Kar hırsıyla iş kazalarının üstünün örtüldüğünü belirten Bağımsız Maden İş, “Türkiye’de iş kazalarında ödenen bir prim var. ‘İş Kazası Olmayan İş Yerlerinde İşveren Teşviki’ ile iş kazalarının yıl içerisinde az yaşandığı maden ocaklarına devlet tarafından prim ödenir. Maden şirketleri bu primi alabilmek için kazaları, iş kazası olarak geçirmemeye çalışıyor. Normalde kazalar gerçekleştiğinde tutanak tutturulur. İşçiler bu tutanak tutturulmadan hastaneye gönderiliyor. Böylece iş kazası gerçekleşmemiş oluyor” dedi.
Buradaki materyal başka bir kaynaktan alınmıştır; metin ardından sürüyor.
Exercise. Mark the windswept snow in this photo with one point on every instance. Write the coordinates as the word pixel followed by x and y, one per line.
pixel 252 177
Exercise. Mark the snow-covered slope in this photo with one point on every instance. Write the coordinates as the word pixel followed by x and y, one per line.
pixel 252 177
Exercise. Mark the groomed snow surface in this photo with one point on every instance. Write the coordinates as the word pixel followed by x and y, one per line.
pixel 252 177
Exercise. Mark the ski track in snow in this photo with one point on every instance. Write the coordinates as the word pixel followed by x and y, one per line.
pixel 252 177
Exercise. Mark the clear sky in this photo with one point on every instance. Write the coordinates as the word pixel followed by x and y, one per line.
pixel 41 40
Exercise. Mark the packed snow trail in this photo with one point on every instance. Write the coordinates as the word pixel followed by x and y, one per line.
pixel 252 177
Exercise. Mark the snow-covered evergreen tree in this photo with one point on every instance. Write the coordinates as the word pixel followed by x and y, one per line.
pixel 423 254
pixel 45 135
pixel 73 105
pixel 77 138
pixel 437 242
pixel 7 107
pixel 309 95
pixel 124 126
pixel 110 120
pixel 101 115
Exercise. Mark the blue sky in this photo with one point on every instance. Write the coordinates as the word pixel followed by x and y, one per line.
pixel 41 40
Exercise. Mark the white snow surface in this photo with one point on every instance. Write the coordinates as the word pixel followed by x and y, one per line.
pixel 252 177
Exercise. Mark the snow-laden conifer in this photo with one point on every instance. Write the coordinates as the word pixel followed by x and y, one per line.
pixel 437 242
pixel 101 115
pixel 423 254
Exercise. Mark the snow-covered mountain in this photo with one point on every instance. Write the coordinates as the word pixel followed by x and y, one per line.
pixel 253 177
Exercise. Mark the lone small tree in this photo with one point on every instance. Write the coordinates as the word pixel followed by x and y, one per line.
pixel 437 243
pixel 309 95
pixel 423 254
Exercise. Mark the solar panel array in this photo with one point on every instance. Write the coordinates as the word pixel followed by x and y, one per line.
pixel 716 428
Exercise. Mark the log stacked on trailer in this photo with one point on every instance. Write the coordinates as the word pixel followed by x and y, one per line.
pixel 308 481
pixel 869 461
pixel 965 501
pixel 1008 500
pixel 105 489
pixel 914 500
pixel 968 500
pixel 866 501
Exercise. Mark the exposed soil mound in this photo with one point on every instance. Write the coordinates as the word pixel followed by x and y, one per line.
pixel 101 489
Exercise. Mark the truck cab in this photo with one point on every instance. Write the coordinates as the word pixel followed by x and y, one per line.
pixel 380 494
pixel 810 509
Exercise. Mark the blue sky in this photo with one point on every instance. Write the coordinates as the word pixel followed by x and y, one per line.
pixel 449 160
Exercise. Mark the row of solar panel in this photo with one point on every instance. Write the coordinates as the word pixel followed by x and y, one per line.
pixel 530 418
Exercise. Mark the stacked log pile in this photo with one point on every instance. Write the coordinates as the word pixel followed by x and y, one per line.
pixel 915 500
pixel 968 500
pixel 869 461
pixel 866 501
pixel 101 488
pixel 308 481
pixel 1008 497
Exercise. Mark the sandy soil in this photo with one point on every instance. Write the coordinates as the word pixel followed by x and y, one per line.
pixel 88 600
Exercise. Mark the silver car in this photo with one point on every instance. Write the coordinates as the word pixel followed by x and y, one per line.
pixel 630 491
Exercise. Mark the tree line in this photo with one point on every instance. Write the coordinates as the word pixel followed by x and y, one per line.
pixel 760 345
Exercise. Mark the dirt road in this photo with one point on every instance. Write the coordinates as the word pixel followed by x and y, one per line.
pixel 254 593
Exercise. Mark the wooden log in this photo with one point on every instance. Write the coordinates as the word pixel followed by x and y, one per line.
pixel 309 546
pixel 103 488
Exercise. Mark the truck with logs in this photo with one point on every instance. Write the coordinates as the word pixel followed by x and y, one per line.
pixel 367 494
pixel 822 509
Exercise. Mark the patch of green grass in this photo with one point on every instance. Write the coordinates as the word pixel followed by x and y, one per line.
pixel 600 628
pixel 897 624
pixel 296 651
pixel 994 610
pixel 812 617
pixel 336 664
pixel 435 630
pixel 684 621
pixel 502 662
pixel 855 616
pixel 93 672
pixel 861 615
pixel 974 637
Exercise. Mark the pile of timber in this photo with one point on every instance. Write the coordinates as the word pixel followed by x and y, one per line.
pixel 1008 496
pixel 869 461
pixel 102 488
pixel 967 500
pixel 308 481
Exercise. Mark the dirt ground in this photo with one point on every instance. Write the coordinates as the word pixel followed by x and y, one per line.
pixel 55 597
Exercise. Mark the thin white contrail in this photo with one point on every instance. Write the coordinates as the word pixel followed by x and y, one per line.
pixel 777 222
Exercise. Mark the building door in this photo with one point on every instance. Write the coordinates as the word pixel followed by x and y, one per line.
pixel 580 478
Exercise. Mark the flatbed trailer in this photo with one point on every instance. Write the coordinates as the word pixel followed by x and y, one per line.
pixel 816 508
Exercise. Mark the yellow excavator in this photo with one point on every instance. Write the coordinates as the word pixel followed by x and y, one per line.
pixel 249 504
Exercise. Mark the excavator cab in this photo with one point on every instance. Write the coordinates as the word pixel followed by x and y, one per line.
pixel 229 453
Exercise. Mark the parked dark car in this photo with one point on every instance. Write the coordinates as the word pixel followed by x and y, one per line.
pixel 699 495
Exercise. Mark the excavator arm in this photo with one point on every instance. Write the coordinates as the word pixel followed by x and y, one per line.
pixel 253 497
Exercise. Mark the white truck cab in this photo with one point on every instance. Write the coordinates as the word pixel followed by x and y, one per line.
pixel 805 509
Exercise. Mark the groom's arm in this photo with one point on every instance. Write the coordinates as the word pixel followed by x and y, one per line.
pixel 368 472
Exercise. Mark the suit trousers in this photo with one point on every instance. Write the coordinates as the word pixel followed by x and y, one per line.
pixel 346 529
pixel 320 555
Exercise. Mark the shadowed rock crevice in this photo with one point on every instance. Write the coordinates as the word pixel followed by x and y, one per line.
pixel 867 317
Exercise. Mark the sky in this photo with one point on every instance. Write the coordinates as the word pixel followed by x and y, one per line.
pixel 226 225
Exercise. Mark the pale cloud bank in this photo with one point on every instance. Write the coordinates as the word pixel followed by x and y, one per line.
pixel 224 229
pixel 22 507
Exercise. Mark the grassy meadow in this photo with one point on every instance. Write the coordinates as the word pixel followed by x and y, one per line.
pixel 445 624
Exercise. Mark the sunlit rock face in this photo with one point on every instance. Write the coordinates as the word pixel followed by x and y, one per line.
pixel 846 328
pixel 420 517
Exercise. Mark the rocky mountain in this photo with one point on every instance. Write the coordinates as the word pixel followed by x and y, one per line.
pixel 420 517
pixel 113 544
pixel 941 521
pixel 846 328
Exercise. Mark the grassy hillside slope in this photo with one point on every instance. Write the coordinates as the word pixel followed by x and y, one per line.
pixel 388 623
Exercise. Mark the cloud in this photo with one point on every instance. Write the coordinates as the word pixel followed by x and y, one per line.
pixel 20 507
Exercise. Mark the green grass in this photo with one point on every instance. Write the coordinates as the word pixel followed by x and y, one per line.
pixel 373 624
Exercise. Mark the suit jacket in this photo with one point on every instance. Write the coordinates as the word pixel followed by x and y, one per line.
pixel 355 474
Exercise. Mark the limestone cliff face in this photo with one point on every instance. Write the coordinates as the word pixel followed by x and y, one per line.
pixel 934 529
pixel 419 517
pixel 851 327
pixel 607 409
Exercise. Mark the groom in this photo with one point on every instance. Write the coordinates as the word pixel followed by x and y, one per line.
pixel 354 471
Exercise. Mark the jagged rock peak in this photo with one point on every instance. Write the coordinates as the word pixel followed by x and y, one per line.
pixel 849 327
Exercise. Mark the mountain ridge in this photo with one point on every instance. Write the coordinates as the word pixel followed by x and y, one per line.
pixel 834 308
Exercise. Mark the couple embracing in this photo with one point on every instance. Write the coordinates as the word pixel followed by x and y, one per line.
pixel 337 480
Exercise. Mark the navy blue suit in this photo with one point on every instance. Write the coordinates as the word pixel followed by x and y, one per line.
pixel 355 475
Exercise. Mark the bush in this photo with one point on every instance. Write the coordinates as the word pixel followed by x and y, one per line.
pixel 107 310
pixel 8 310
Madenlerde işveren yanlısı sendikaların olduğunu söyleyen Bağımsız Maden İş, ‘Sarı Sendikacılar’ olarak tanımladıkları sendikacıların işçileri sahiplenen bir rolde olmadığını, işverenin tarafında durduklarını söyledi.
Bağımsız Maden İş, madenlerde oluşan kazaları üreten kişilerin; patronlar, işverenler, işveren temsilcileri, müdürler ve sarı sendikacılar olduğunu söyledi.
İşçiden yana bir sendika olduklarını ifade eden Maden İş, iş yerlerinde denetimi arttıracak, işçilerin bilgi birikimini kuvvetlendirecek kazaların engellenmesine yönelik eğitim çalışmaları yürüttüklerini söyledi.
Bağımsız Maden İş, “Sendika olarak içeride olamadığımız madenlere doğrudan bir müdahale edemiyoruz. Şu an sadece iş kazası geçiren işçilere ulaşıyoruz durumlarını takip ediyoruz. Bunun önündeki tek engel işçilerin örgütlenememiş olması. İşçilerin örgütlenmesi yaratılacak tüm sıkıntıya karşı daha güçlü durmayı sağlar. Bu nedenle işçilerin örgütlenmesi gerektiğini düşünüyoruz. Sendikacılığın ana amacı budur” dedi.